Il Padre è presente tra noi tramite il suo Spirito Santo, che è Dio stesso. E può esserlo perché siamo stati tutti e tutte rigenerati da Cristo Gesù e dal suo sacrificio sulla croce. Questo è il motivo della grande gioia che il popolo ha ricevuto a Natale. Nel bambino nato a Betlemme vi è il segno della presenza di Dio e della sua decisione di perdonare il peccato umano assumendo su di sé le sue conseguenze deleterie, omicide.

Naturalmente, dobbiamo osservare la differenza tra il racconto di Luca e il brano della lettera di Paolo. Nel primo caso si tratta di una descrizione di un avvenimento: la nascita di Gesù a Betlemme dalla vergine Maria. Non vi è nulla di straordinario nella nascita di un bambino, sia pure in circostanze così particolari. Quella di Paolo invece è una confessione di fede nella salvezza donata da Dio in Cristo. Diversamente dalla nascita di un bambino, la fede non fa riferimento a qualcosa che si possa constatare in modo empirico. Come scrive la lettera agli Ebrei:

fede è certezza di cose che si sperano, dimostrazione di realtà che non si vedono (Ebr. 11, 1)

Ciò non vuol dire che la fede sia qualcosa di irreale. Fede significa la fiducia che ci viene da Dio stesso che il bambino nato a Betlemme sia il segno visibile di qualcosa – la grazia di Dio – che non possiamo vedere con gli occhi.

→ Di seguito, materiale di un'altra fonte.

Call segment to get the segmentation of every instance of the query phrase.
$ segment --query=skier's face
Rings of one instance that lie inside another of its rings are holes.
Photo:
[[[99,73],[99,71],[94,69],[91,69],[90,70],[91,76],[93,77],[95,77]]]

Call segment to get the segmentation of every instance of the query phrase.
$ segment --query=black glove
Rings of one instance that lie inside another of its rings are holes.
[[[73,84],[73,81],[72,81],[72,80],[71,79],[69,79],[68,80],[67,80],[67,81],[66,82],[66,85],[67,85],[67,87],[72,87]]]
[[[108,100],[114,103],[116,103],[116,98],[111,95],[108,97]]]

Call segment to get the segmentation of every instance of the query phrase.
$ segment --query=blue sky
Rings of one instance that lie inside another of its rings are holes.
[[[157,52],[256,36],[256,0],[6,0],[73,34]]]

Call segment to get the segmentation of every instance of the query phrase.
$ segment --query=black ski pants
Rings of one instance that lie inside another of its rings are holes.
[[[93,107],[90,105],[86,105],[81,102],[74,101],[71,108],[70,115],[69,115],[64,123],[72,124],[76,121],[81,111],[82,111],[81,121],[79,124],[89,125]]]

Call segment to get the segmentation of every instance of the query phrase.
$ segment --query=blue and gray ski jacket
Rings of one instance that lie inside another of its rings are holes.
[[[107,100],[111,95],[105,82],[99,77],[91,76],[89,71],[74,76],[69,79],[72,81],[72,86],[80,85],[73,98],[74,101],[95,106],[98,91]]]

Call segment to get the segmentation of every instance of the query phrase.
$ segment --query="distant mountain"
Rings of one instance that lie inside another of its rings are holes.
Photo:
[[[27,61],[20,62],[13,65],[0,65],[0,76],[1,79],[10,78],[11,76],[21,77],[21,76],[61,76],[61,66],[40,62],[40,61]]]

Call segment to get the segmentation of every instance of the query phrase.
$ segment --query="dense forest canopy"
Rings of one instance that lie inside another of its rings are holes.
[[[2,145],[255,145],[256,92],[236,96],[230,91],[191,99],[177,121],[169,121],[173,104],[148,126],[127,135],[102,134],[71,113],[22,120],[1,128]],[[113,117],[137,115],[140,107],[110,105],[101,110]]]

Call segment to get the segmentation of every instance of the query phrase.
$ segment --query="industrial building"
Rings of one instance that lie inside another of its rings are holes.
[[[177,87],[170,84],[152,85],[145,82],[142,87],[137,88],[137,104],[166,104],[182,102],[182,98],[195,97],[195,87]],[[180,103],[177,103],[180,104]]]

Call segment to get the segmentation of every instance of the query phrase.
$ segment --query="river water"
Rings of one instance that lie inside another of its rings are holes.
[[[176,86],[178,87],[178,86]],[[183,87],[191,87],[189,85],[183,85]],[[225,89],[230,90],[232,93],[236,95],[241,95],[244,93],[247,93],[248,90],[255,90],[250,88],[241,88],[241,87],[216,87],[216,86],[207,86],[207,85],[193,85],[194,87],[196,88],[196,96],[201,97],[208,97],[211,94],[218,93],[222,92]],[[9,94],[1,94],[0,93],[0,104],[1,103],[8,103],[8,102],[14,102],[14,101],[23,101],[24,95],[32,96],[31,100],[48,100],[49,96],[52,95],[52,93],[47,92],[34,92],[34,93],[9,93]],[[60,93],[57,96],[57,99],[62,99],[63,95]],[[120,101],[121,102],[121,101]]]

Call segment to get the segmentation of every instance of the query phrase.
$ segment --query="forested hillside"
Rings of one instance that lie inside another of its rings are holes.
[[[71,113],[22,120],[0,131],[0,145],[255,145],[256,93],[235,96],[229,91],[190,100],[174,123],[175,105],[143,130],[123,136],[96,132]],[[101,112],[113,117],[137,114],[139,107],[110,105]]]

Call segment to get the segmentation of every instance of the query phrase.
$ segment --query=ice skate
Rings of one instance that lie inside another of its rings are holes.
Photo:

La fede ha per oggetto qualcosa di reale, anzi di realissimo, ma che non si può constare con gli occhi ma solo col cuore.

 Questo significa che la gran gioia del popolo che l’angelo annuncia ai pastori non era qualcosa che il popolo potesse vedere e constatare, come ad esempio la liberazione di Israele dall’occupazione romana. Non sarebbe fede, se fosse constatabile con gli occhi e in generale con gli organi corporei. Chiunque avrebbe potuto vedere il bambino nella mangiatoia, ma non scorgervi altro se non una situazione dal punto di vista umano molto penosa. Per i pastori invece quel bambino è un segno, ossia qualcosa il cui significato rimanda ad altro, in questo caso alla grazia di Dio.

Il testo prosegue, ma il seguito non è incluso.